Static Analysis and AI’s Role in Detection
[00:24:30] Jenn Gile: Oh, you read my mind. I wanted to wrap up with us talking a little bit about static analysis and where AI fits in. Again, I was on a webinar this morning where we were talking about where AI could hurt, where AI could help. Certainly, as we’ve talked about several times, the threat actors are using AI to their benefit to be able to move faster. Without spilling the trade secrets, what’s your philosophy here? Because obviously you don’t believe you can just set AI loose 100% and it’ll detect malware. There’s a balance there.

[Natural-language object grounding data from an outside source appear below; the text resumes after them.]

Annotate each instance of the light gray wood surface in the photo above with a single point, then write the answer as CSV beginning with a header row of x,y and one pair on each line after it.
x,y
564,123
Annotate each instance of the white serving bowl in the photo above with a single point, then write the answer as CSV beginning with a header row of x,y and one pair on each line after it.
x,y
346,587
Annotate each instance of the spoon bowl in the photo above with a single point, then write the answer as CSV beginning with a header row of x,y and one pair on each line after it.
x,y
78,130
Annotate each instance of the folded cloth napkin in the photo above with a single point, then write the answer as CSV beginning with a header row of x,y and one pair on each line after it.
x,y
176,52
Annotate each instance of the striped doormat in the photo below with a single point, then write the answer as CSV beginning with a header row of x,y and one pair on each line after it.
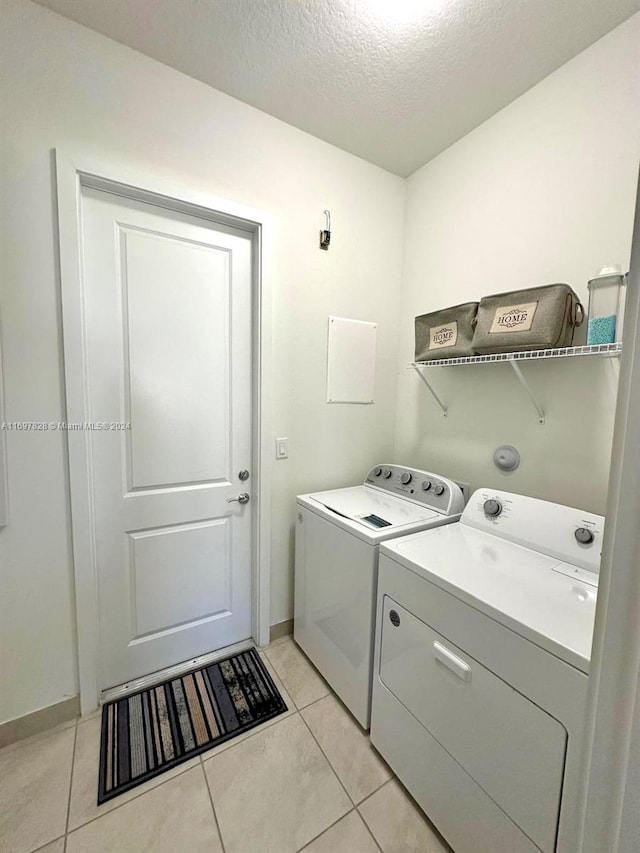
x,y
151,731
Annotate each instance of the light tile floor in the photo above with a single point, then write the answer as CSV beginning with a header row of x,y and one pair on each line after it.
x,y
308,780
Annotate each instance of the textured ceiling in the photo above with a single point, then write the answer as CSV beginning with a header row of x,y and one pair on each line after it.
x,y
393,81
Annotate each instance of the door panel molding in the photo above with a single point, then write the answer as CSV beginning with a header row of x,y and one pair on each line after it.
x,y
73,173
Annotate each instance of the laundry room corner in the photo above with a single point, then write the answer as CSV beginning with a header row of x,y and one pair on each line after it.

[00:25:10] Paul McCarty: Yeah, there are people that are using LLMs heavily in their malware analysis pipelines and creating a lot of false positives. You can quantify that. There is this expectation you can just run an LLM and it figures it out. But the reality is -- I just had a sandbox blow up last week because of a heavily looping obfuscation. It just used up the memory and OOM’d my sandbox.
[00:25:55] Paul McCarty: When to use AI -- AI is really important to have inside of your pipeline, but we found that custom purpose-built static analysis is the best, fastest way to do this. And that doesn’t mean these other things don’t have a component. I think when you’re doing your static analysis, it’s important to come at this from a really thoughtful perspective about how things go boom.
[00:26:20] Paul McCarty: Me and a good friend had lunch a couple weeks ago and we were talking about -- when you’re doing pen testing and bug bounty, you have sinks and sources. I’ve taken a concept of that and moved with it, and built some libraries and some functionality around that to understand specifically how the malicious execution order happens inside of these things. I’ve built the static analysis myself, I’ve built some fuzzer functionality around that. Custom purpose-built, focused, subject matter expertise inside of the static analysis engine is probably the best way to go.
[00:27:10] Jenn Gile: All right. I think that leaves us at time. As always, reach out if there’s something you wanna hear about. Join us next week to hear the news. And I don’t know -- what are we gonna talk about next week? We haven’t decided what our deep dive is gonna be yet. Do you have some ideas, Paul?
[00:27:28] Paul McCarty: I’ve got some ideas. We might have to talk about kill chain. We’ll definitely come up with something. That’ll be before my training, so I’ll have to be Johnny on the spot. I’ll keep my answers even more terse.
[00:27:45] Jenn Gile: Thank you. See ya.
[00:27:47] Paul McCarty: See ya, Jenn. See ya, everybody.